第4章 · 責任ある AI・セキュリティ・ガバナンス·v2.1.0·更新 2026/6/14·読了目安 約8分
変更要約: in-scope サービス網羅: 第4章2節にセキュリティ(Macie/Inspector/Secrets Manager)、3節にガバナンス・コンプライアンス・コスト(CloudWatch/Config/Artifact/Audit Manager/Trusted Advisor/Well-Architected Tool/Cost Explorer/Budgets)の in-scope サービス節を追加
4.1責任ある AI のガイドライン
この節の要点
公平性・説明可能性・透明性・プライバシー/安全性・堅牢性といった責任ある AI の観点と、バイアスやハルシネーションへの配慮を理解します。

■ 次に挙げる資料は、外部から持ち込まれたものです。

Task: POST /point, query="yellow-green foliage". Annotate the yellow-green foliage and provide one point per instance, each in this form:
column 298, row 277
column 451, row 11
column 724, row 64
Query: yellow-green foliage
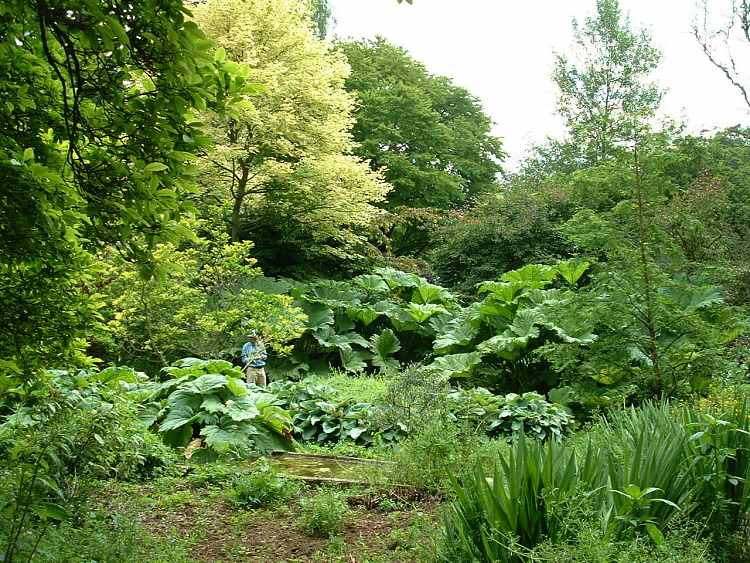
column 195, row 305
column 282, row 155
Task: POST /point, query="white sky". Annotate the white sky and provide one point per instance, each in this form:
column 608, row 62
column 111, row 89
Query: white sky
column 502, row 52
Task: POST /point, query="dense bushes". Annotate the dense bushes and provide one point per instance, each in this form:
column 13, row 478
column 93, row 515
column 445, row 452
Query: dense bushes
column 502, row 232
column 67, row 430
column 645, row 468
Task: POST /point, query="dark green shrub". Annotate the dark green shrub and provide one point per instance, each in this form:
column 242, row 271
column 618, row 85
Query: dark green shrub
column 427, row 458
column 509, row 415
column 323, row 515
column 262, row 487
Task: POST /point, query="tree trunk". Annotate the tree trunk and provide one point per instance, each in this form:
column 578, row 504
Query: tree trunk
column 239, row 197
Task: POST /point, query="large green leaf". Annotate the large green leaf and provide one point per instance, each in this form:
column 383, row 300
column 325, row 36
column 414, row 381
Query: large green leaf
column 241, row 408
column 209, row 382
column 503, row 291
column 531, row 276
column 318, row 314
column 572, row 270
column 504, row 345
column 212, row 404
column 420, row 313
column 266, row 440
column 383, row 346
column 222, row 439
column 177, row 417
column 524, row 324
column 352, row 360
column 371, row 283
column 327, row 338
column 365, row 314
column 693, row 298
column 457, row 365
column 429, row 293
column 396, row 278
column 461, row 333
column 236, row 386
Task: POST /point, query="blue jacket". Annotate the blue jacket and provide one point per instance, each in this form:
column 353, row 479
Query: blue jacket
column 254, row 354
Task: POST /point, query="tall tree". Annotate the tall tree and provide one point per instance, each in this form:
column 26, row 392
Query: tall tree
column 604, row 87
column 431, row 136
column 96, row 139
column 282, row 158
column 725, row 40
column 322, row 16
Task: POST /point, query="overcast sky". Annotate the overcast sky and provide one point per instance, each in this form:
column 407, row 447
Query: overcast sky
column 503, row 52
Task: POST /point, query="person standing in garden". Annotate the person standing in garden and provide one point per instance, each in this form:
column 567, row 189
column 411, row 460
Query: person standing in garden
column 254, row 360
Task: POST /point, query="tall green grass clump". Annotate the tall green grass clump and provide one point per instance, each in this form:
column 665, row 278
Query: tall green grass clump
column 647, row 470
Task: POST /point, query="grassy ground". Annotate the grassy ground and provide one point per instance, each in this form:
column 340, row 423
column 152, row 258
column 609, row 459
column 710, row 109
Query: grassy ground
column 202, row 524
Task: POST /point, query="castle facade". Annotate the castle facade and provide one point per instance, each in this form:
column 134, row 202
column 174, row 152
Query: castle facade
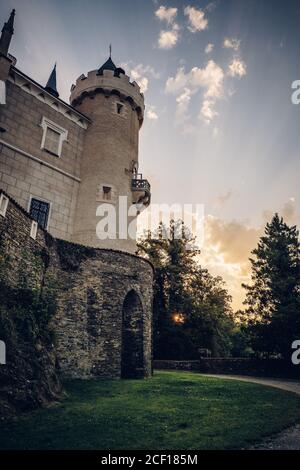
column 58, row 163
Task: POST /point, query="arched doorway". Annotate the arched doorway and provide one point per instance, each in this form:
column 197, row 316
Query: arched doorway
column 132, row 363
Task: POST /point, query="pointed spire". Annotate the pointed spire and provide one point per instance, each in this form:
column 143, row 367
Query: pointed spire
column 108, row 65
column 6, row 34
column 51, row 84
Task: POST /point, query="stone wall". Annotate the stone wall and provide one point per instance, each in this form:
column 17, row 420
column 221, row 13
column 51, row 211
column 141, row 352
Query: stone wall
column 90, row 287
column 22, row 176
column 234, row 366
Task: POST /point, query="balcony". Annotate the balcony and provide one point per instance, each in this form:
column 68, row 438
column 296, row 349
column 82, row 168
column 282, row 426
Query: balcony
column 141, row 190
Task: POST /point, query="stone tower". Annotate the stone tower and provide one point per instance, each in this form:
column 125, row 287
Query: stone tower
column 109, row 168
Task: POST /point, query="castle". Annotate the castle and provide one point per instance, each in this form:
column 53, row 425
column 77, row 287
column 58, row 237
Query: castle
column 59, row 163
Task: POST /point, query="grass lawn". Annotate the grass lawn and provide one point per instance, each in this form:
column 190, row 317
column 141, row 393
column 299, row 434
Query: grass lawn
column 173, row 410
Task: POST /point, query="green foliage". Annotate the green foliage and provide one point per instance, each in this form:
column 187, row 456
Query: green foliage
column 191, row 307
column 273, row 297
column 173, row 410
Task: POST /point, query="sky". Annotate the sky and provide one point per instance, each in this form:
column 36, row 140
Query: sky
column 220, row 128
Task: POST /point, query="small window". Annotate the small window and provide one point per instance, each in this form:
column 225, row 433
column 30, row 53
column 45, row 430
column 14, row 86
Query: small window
column 3, row 204
column 39, row 211
column 33, row 230
column 53, row 137
column 107, row 193
column 120, row 107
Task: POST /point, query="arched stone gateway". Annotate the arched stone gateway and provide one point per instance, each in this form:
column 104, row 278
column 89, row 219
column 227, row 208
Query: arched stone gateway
column 132, row 354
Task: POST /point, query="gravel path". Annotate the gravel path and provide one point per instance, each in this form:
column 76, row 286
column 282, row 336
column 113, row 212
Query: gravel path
column 285, row 440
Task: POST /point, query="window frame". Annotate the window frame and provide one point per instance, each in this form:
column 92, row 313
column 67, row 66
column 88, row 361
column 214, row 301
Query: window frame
column 42, row 200
column 3, row 200
column 63, row 135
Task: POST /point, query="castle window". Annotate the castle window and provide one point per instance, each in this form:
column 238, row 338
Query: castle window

AI は強力ですが、バイアス・誤り・プライバシー侵害などのリスクも伴います。責任ある AI は、これらに配慮して AI を健全に活用するための指針です。
4.1.1責任ある AI の観点
- 公平性:学習データの偏りによる不当な差別を避ける(例:採用 AI が性別で偏らない)。
- 説明可能性:なぜその出力になったか判断の根拠を理解できるようにする。透明性:AI を使っていること・能力と限界を明示する。
- プライバシーと安全性:個人データを保護し、有害・危険な出力を防ぐ。
- 堅牢性:想定外の入力にも安定して動作し、ハルシネーション(もっともらしい誤り)に対処する。
公平性が特に重視されるのは、AI の偏りが学習データそのものの偏りから生まれるためです。過去の採用データが特定の属性に偏っていれば、それで学習した AI も同じ偏りを再生産します。これは AI が悪意を持つのではなく、与えたデータの偏りを忠実に学んでしまう結果です。だから多様で代表性のあるデータと、結果の継続的な評価・監視が必要になります。生成 AI では、もっともらしいが誤った内容を自信ありげに出すハルシネーションも大きなリスクで、流暢さ=正しさではない点に注意します。